Cotton-swab based SERS substrates, namely Ag/cotton swab and GO/Ag/cotton swab, were successfully fabricated using a facile solution-based method. We showed, in this work, that the cotton-swab based SERS substrates were ultra-sensitive by detecting RhB and thiophanate methyl at concentrations as low as 10-12 M and 10-10 M, respectively. We conducted further investigations on the stability and recyclability of these substrates and our results indicated that the GO/Ag/cotton swab substrate would still be able to detect RhB after 12 months exposed to the ambient environment and this GO/Ag/cotton swab substrate would be recycled up to five times by cleaning it with ozone. Regarding thiophanate methyl detection, we observed an increase in Raman peak intensities as the concentration of the analytes decreased, which proved to be very useful for detecting analytes of minute amount. In the near future, we expect to put our efforts toward exploring ways to improve the stability of the GO/Ag/cotton swab substrate and well as its recyclability.
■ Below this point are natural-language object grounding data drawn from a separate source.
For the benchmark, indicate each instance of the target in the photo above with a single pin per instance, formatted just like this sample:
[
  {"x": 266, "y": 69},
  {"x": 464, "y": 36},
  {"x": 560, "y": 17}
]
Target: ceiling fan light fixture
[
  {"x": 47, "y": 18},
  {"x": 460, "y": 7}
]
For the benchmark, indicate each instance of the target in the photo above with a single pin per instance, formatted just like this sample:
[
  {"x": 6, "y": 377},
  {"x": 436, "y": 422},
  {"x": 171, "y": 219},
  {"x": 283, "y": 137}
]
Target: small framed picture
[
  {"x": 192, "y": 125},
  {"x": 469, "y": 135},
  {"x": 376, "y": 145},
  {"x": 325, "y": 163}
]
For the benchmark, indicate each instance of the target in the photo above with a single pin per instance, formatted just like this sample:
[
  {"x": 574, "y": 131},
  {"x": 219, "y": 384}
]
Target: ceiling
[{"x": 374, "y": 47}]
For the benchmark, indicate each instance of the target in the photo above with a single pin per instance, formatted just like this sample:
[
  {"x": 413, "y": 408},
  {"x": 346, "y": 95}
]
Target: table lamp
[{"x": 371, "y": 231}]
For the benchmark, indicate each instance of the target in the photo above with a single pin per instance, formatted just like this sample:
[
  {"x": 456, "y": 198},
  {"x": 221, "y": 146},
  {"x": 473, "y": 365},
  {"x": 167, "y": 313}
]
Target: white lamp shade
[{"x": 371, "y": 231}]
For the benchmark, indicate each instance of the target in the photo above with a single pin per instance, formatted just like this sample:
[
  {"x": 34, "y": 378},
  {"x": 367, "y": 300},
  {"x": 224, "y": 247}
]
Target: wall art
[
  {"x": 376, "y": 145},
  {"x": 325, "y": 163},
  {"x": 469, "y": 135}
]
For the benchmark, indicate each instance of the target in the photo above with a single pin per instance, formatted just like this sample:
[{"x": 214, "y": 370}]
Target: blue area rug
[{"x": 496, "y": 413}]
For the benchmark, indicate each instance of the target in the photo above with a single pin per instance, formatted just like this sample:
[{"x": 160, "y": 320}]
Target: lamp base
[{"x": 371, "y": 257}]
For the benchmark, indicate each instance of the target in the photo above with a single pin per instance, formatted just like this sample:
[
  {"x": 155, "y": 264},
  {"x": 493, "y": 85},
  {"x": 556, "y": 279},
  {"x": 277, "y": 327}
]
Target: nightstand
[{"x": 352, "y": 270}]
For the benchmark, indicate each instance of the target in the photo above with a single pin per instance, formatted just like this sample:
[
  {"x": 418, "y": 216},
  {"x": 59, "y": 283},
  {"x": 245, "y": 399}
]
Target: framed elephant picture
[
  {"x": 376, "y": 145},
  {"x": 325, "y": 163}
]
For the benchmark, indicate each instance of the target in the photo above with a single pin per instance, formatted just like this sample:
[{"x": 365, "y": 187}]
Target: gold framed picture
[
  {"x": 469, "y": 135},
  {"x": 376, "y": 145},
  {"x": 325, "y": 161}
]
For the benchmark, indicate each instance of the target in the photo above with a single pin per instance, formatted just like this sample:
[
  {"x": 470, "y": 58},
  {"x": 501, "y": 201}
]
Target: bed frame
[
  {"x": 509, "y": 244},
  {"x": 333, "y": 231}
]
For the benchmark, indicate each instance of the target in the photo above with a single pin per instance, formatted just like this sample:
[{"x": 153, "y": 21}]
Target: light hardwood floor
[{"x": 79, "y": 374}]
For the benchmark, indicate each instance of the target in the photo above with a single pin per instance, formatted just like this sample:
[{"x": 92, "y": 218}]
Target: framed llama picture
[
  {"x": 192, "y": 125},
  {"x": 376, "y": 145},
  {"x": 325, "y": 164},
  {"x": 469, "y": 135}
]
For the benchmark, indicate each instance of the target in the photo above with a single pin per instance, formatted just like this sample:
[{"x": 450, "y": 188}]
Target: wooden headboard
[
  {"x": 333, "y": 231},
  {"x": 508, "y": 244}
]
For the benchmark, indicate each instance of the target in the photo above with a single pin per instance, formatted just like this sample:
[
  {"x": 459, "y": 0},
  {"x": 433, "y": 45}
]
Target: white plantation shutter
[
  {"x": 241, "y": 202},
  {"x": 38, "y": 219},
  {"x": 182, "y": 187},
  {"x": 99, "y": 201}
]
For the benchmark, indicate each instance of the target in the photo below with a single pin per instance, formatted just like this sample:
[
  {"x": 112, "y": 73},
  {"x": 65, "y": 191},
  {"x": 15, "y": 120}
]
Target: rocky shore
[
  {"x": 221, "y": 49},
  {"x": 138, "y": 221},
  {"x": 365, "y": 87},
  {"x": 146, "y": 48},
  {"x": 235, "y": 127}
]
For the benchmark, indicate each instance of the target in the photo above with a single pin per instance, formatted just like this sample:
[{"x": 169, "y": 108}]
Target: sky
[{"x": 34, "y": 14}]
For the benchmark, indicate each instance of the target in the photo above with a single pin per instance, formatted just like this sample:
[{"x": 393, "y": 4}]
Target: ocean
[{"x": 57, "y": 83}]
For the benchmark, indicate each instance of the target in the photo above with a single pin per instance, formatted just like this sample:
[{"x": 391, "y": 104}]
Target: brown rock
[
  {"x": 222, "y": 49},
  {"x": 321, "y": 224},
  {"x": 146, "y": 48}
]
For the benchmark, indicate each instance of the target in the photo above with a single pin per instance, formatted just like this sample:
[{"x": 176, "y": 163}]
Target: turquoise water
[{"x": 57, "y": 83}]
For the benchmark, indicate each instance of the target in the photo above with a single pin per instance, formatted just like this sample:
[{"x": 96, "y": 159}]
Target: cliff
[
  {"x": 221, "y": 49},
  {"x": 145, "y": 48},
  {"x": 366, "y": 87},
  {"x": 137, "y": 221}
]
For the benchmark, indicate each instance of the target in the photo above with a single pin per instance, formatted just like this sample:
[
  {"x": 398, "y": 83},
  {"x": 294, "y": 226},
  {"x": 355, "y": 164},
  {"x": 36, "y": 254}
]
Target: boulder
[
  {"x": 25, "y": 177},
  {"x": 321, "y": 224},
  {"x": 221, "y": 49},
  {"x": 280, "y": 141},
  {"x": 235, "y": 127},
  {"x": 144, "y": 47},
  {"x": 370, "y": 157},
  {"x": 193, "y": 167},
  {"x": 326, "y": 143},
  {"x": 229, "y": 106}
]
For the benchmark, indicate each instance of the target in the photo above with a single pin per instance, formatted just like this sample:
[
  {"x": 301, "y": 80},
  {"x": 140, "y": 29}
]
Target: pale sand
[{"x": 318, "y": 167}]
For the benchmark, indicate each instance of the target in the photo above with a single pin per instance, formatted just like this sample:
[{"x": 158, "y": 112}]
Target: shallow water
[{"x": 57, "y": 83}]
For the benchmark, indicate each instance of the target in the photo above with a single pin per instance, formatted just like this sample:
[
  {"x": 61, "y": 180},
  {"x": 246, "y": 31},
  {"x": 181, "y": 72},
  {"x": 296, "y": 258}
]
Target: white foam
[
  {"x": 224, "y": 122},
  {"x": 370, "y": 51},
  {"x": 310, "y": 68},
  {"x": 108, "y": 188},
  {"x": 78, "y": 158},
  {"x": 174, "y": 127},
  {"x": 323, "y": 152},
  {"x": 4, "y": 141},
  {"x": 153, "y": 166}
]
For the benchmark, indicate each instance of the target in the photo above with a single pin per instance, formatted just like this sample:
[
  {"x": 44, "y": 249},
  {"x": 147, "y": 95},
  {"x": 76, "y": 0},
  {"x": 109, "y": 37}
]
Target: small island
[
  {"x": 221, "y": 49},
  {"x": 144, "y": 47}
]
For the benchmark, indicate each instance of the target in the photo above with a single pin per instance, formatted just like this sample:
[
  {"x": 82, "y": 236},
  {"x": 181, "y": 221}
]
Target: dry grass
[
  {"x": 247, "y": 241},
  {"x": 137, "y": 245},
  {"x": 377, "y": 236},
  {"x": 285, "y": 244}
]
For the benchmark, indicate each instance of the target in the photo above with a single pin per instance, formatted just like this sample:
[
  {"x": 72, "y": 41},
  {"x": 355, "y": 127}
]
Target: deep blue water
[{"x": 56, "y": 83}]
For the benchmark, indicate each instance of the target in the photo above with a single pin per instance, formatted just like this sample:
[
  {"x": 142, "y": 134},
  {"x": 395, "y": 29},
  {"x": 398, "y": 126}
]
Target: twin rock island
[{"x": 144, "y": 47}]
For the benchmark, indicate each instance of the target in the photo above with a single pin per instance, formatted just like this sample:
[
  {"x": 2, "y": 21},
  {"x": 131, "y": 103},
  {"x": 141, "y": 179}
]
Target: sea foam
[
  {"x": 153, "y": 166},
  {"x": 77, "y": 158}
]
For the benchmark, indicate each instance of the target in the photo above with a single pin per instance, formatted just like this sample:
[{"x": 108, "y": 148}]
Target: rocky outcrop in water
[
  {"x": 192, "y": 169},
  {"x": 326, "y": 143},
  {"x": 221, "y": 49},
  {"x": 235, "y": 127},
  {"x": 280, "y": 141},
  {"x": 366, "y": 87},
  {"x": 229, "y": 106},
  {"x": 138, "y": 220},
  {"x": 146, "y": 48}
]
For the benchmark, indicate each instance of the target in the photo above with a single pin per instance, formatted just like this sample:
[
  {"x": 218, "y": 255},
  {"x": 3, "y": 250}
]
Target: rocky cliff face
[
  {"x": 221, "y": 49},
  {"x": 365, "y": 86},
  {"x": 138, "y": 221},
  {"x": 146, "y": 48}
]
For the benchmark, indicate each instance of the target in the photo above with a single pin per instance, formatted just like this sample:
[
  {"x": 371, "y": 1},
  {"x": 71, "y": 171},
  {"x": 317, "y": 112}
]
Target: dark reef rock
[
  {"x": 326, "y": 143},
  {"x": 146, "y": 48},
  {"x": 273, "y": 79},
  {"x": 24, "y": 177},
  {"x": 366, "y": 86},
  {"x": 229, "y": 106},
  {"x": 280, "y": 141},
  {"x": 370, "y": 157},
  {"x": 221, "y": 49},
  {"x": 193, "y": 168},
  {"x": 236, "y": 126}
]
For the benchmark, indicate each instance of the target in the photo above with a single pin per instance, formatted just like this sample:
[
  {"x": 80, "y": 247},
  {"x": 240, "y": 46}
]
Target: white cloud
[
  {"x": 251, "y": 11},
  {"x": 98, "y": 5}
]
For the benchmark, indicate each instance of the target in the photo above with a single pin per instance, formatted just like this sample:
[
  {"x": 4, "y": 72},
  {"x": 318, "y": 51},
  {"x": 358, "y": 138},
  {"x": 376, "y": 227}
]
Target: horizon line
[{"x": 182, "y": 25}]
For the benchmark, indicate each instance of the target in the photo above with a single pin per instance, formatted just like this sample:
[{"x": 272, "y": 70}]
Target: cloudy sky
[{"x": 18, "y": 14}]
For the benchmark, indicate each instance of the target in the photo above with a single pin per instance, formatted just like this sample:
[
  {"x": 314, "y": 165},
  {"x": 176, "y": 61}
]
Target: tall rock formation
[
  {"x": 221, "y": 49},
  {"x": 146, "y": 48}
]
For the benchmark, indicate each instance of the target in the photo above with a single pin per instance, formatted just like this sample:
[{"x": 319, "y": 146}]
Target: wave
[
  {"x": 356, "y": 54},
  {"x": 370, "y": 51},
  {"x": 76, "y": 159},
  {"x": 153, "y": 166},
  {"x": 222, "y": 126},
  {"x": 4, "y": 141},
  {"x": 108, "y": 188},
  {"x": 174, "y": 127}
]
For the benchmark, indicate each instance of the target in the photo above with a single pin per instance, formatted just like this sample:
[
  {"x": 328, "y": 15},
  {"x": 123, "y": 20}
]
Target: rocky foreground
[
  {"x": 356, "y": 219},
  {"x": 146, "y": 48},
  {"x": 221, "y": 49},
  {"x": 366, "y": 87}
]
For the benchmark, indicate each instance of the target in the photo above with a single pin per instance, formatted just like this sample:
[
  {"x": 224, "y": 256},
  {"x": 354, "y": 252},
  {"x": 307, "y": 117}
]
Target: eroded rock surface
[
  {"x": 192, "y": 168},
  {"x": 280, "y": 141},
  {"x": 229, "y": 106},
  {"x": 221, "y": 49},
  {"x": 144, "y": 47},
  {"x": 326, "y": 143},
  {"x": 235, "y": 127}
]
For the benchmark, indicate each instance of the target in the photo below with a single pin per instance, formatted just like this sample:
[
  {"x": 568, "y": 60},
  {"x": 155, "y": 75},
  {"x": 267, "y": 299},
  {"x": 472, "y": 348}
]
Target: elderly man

Different types of analytes to be detected will be also incorporated into our plan.

Author Contributions

Conceptualization, M.H.T; methodology, M.H.T.; formal analysis, M.H.T., A.D.L, C.L.T.N. and M.D.H.; investigation, M.H.T., A.D.L, C.L.T.N., M.D.H. and K.V.T.; writing—original draft preparation, M.H.T; writing—review and editing, M.H.T; supervision, M.H.T. All authors have read and agreed to the published version of the manuscript.

Funding

This research is funded by Vietnam National University HoChiMinh City (VNU-HCM) under grant number C2022-20-23

Data Availability Statement

All data that support the findings of this study are included within the article

Conflicts of Interest

The authors declare no conflicts of interest.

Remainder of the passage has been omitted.